There’s an easy way around this, though. You can transfer your funds to an IRA after you retire. This gives you more freedom over how you invest your money, and it can help you avoid losing too much of your savings to fees.
2. You’ll owe taxes on most 401(k) distributions
You get a tax break the year you make most 401(k) contributions, but then you owe the government its cut when you take the money out in retirement. This could save you money if you’re in a lower tax bracket in retirement than you were while you were working. But if you’re in the same or a higher tax bracket, you could find yourself paying through the nose to use the money you’ve spent decades saving.
If you don’t think a traditional 401(k) makes sense for you from a tax standpoint, you could save in a Roth 401(k), assuming your employer offers one. You pay taxes on these contributions upfront, but your withdrawals in retirement are tax-free. However, that doesn’t apply to employer matches. These contributions are tax-deferred, just like traditional 401(k) contributions.

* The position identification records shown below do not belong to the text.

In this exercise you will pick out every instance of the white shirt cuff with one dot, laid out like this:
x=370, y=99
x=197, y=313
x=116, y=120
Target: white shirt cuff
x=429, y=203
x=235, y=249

You could try saving in a Roth IRA if your company doesn’t offer Roth 401(k)s. These accounts are taxed the same way, but Roth IRAs give you way more freedom to invest how you want. The downside is that you can only contribute up to $6,000 to an IRA in 2021, or $7,000 if you’re 50 or older, compared to $19,500 and $26,000, respectively, with a 401(k). However, you could always start saving in your 401(k) to get your company match, then switch to the Roth IRA until you max it out, and then switch back to your 401(k) if necessary.